Abstract: Recently, AI-schedule risk analysis (AI-SRA) has emerged as a groundbreaking approach to construction project risk management. [1,2] Unlike traditional quantitative schedule risk analysis (QSRA),[3] AI-SRA leverages machine learning models, trained on extensive historical schedule data, to directly predict activity durations distributions based on data embedded in the schedule. As previously shown, AI-SRA surpasses traditional QSRA in both the accuracy of end-date forecasts and activity duration predictions. [4,5] Despite its proven effectiveness, practical implementations of AI-SRA within project organizations have so far been scarce and the practicalities of rolling out this new process are unstudied.

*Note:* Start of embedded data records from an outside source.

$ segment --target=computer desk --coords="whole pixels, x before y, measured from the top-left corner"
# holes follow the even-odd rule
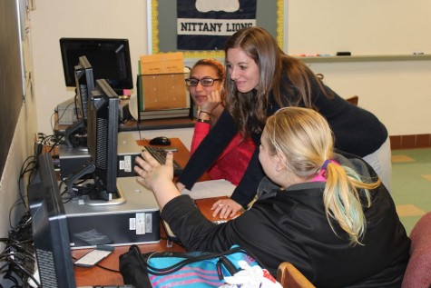
[[[171,138],[171,146],[177,148],[177,152],[174,153],[173,158],[181,165],[184,166],[190,158],[190,152],[184,146],[184,144],[178,138]],[[138,140],[138,144],[148,144],[145,140]],[[207,174],[204,174],[199,181],[210,180]],[[219,219],[218,217],[212,217],[211,207],[217,198],[207,198],[196,200],[201,212],[208,219],[214,221]],[[163,227],[161,225],[161,236],[162,239],[158,243],[151,244],[140,244],[139,247],[142,253],[154,252],[154,251],[171,251],[171,252],[184,252],[184,249],[176,244],[169,243],[166,240],[166,234]],[[92,249],[78,249],[72,251],[72,256],[73,258],[79,258],[84,253],[88,253]],[[126,253],[129,250],[129,246],[117,246],[114,252],[109,255],[106,259],[99,263],[100,266],[106,267],[113,271],[119,271],[119,257],[121,254]],[[120,273],[105,270],[99,266],[91,268],[74,267],[74,276],[76,280],[76,286],[94,286],[94,285],[123,285],[122,276]]]

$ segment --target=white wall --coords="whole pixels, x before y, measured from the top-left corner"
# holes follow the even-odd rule
[[[329,2],[337,3],[336,0]],[[289,13],[300,12],[303,16],[295,15],[290,19],[288,13],[285,15],[285,38],[288,39],[285,48],[292,54],[298,48],[295,44],[299,42],[300,34],[292,34],[289,37],[289,26],[295,25],[291,21],[298,24],[304,18],[313,18],[320,9],[299,10],[301,3],[292,0],[289,5],[292,11]],[[352,2],[352,9],[357,5]],[[37,2],[31,17],[39,131],[51,134],[51,115],[56,104],[73,96],[73,90],[64,86],[58,40],[61,37],[128,38],[132,61],[136,62],[133,65],[133,74],[136,74],[139,56],[147,51],[146,13],[144,0]],[[313,29],[319,35],[325,34],[318,27]],[[319,41],[325,41],[325,37]],[[324,74],[326,83],[340,95],[359,95],[359,105],[375,113],[387,126],[389,134],[431,133],[431,125],[427,124],[431,123],[428,113],[431,61],[313,64],[311,68]]]

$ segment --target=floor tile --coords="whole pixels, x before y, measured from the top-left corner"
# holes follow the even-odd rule
[[[392,163],[414,162],[415,159],[407,155],[392,155]]]

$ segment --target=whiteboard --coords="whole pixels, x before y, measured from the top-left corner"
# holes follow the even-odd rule
[[[289,55],[431,53],[430,0],[285,0],[285,5]]]

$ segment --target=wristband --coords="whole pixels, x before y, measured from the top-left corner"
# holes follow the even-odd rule
[[[201,118],[198,118],[196,120],[196,122],[202,122],[202,123],[210,124],[210,120],[205,120],[205,119],[201,119]]]
[[[211,115],[211,113],[208,113],[208,112],[206,112],[206,111],[202,111],[202,110],[201,110],[201,111],[199,112],[199,114],[201,114],[201,113],[207,114],[209,114],[210,116]]]

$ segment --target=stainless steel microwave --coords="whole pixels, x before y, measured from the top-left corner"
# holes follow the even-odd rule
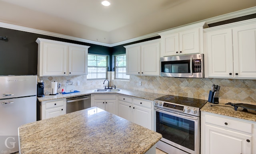
[[[161,76],[204,78],[204,54],[187,55],[161,58]]]

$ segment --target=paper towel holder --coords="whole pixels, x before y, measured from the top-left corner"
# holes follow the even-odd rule
[[[53,85],[53,84],[53,84],[53,83],[54,83],[54,84],[55,84],[55,83],[56,83],[56,84],[54,84],[54,87],[53,87],[54,85]],[[55,84],[56,85],[56,87],[55,87]],[[54,82],[52,82],[52,88],[51,88],[51,89],[52,89],[52,92],[51,92],[52,94],[49,94],[49,95],[57,95],[57,94],[58,94],[58,93],[57,92],[57,90],[58,90],[58,89],[58,89],[58,87],[57,87],[57,86],[58,86],[58,82],[55,82],[55,81],[54,81]],[[55,89],[55,90],[54,90],[54,92],[56,92],[56,93],[55,93],[55,94],[53,94],[53,93],[54,93],[54,88],[56,88],[56,89]]]

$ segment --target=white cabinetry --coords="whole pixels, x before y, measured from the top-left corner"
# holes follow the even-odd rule
[[[92,106],[95,106],[108,112],[116,114],[116,95],[108,94],[91,95]]]
[[[160,75],[160,39],[124,46],[126,74]]]
[[[43,101],[41,102],[40,120],[66,114],[66,99]]]
[[[201,113],[201,153],[254,154],[256,123]]]
[[[118,95],[118,115],[152,130],[153,102],[144,99]]]
[[[36,41],[39,76],[87,74],[90,47],[42,38]]]
[[[159,33],[160,57],[203,53],[203,28],[207,27],[204,22]]]
[[[118,95],[117,115],[132,121],[132,98],[123,95]]]
[[[256,78],[256,19],[204,33],[205,77]]]

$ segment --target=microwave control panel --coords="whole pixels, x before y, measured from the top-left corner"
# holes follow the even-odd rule
[[[201,72],[201,60],[193,59],[194,73]]]

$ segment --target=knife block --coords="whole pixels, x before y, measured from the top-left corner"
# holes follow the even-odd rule
[[[209,92],[209,97],[208,97],[208,101],[210,103],[213,103],[214,104],[219,103],[219,97],[214,97],[214,92],[212,90],[210,90]]]

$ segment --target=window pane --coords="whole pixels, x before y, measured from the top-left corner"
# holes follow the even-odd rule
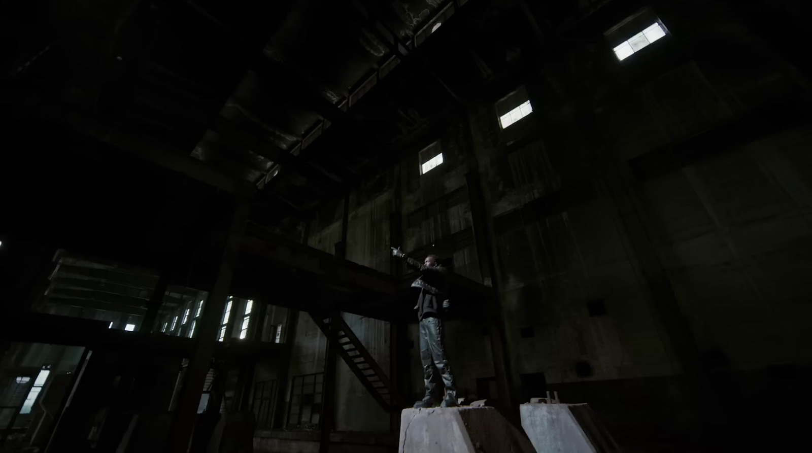
[[[633,53],[634,50],[632,50],[632,46],[628,44],[628,41],[624,42],[615,48],[615,54],[617,55],[619,60],[624,60]]]
[[[203,411],[205,411],[206,406],[209,405],[209,394],[204,393],[201,395],[201,401],[197,403],[197,413],[201,414]]]
[[[435,166],[440,165],[441,163],[443,163],[443,153],[440,153],[439,154],[434,156],[434,157],[431,157],[430,159],[426,161],[425,163],[421,166],[421,172],[425,175],[430,170],[434,168]]]
[[[502,123],[502,128],[504,129],[531,113],[533,113],[533,106],[530,105],[530,101],[525,101],[511,111],[502,115],[499,118],[499,123]]]
[[[37,375],[37,379],[34,380],[34,386],[42,386],[45,385],[49,374],[50,374],[50,370],[41,369],[40,373]]]
[[[25,398],[25,401],[23,403],[23,407],[19,409],[19,413],[21,414],[30,414],[31,408],[34,406],[34,402],[37,401],[37,396],[40,394],[42,387],[32,387],[31,391],[28,392],[28,395]]]
[[[665,36],[665,31],[660,27],[659,24],[654,24],[648,28],[643,30],[643,34],[646,35],[646,39],[649,42],[654,42],[659,38]]]
[[[646,39],[646,35],[642,32],[640,32],[628,39],[628,44],[632,46],[633,50],[638,52],[649,45],[649,40]]]

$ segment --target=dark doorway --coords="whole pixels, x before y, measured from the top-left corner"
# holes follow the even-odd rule
[[[531,398],[543,397],[546,395],[547,382],[543,373],[531,373],[521,375],[521,402],[529,403]]]
[[[499,395],[496,386],[496,378],[479,378],[477,379],[477,397],[480,399],[496,399]]]

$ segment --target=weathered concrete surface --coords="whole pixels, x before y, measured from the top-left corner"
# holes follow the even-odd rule
[[[588,404],[538,404],[520,407],[521,427],[538,453],[620,451]]]
[[[493,408],[404,409],[399,453],[532,453],[533,445]]]

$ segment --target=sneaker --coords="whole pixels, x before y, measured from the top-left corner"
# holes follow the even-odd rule
[[[440,403],[441,408],[454,408],[457,406],[456,395],[452,392],[448,392],[446,397],[443,399],[443,403]]]
[[[426,396],[423,399],[414,403],[415,409],[425,409],[427,408],[434,407],[434,399],[430,396]]]

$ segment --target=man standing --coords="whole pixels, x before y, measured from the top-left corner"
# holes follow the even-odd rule
[[[435,255],[429,255],[421,265],[400,248],[391,248],[393,256],[403,258],[406,264],[421,270],[421,276],[412,283],[412,287],[420,288],[417,304],[414,308],[417,309],[417,321],[420,321],[420,359],[423,362],[425,396],[415,403],[414,407],[431,408],[442,399],[441,407],[452,408],[457,405],[456,390],[443,344],[443,321],[439,317],[443,308],[449,307],[445,291],[448,271],[437,262]],[[445,398],[438,385],[438,375],[443,377]]]

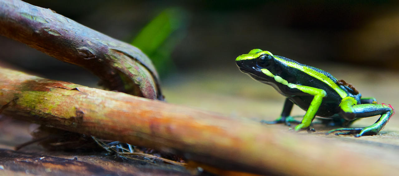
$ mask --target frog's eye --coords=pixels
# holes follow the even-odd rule
[[[256,59],[257,64],[261,67],[267,67],[270,65],[273,56],[269,54],[265,54],[259,56]]]

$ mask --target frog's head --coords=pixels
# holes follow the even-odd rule
[[[274,56],[270,52],[254,49],[248,54],[237,57],[235,64],[241,72],[255,78],[264,77],[265,73],[262,69],[270,66],[274,60]]]

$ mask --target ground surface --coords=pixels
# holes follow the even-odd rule
[[[333,65],[326,68],[323,68],[325,65],[315,66],[324,68],[339,79],[344,79],[352,83],[364,96],[373,96],[380,103],[390,104],[394,108],[399,107],[397,73],[380,72],[367,68],[354,69],[350,67],[342,68]],[[271,87],[255,81],[238,69],[213,70],[192,71],[170,77],[164,81],[163,85],[166,101],[172,103],[221,112],[233,118],[245,117],[255,121],[272,120],[279,116],[284,98]],[[294,107],[292,114],[300,116],[304,113],[303,110]],[[316,132],[300,133],[306,137],[314,138],[315,141],[326,141],[339,147],[353,149],[354,152],[364,155],[370,161],[377,159],[379,161],[386,161],[389,162],[389,164],[399,166],[399,154],[397,152],[399,149],[399,118],[397,117],[397,114],[395,115],[385,128],[378,135],[373,136],[355,138],[333,134],[326,135],[326,132],[333,128],[317,125],[313,127]],[[355,122],[353,126],[369,126],[377,118],[361,119]],[[121,162],[98,153],[49,151],[36,144],[15,152],[12,150],[14,147],[29,140],[29,132],[35,126],[4,117],[0,120],[0,175],[43,173],[49,175],[190,175],[189,171],[181,167]],[[282,124],[268,125],[265,128],[273,128],[276,133],[292,132],[290,132],[289,127]],[[317,146],[317,144],[314,145]],[[308,146],[296,147],[298,155],[300,155],[300,149]],[[312,159],[317,157],[318,155],[315,154],[308,157]],[[385,164],[381,162],[381,164],[383,166]],[[350,167],[350,164],[343,165]],[[295,166],[291,166],[294,167]],[[369,171],[370,173],[373,173],[373,170]],[[393,174],[390,172],[394,171],[397,170],[389,170],[385,173],[379,174]],[[293,173],[295,175],[300,174]]]

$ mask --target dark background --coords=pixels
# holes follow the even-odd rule
[[[255,48],[308,65],[335,62],[373,72],[396,71],[399,65],[396,1],[25,1],[126,42],[163,10],[180,8],[184,25],[171,37],[180,39],[171,51],[175,66],[160,73],[163,78],[236,69],[235,58]],[[51,79],[86,85],[97,80],[24,44],[0,41],[2,62]]]

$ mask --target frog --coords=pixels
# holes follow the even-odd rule
[[[390,104],[378,104],[373,97],[362,97],[354,87],[342,79],[319,69],[254,49],[235,59],[239,70],[261,83],[270,85],[286,97],[280,116],[273,121],[263,123],[298,124],[294,130],[299,132],[310,129],[317,116],[331,119],[324,123],[340,125],[340,128],[328,131],[326,134],[354,135],[355,137],[377,134],[395,114]],[[295,104],[306,111],[301,121],[290,113]],[[349,128],[355,120],[380,115],[372,125],[364,128]]]

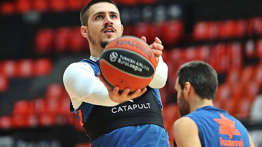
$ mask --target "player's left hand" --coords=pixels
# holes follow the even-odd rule
[[[146,42],[146,38],[144,36],[142,36],[141,39]],[[149,45],[149,47],[152,49],[153,52],[155,55],[156,59],[156,61],[157,64],[157,66],[158,64],[158,61],[159,61],[159,57],[162,55],[163,52],[162,50],[164,49],[164,46],[162,45],[162,42],[157,37],[156,37],[155,39],[155,41],[152,44]]]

Here, a comprehensive study of how to implement AI-SRA successfully on megaprojects is presented. AI-SRA roll-out on five projects across different sizes and sectors shows that, generally, three challenges need to be overcome: Lack of trust in AI models; the unintuitive nature of AI-SRA results; and AI-SRA differing from tried and tested processes. These challenges can be overcome by clear steps towards understanding AI, visualizations to aid comprehension of the results, and demonstrations of equivalence of AI-SRA to traditional processes. As a case study, the specific application of these principles on a major UK rail project using AI-SRA is discussed.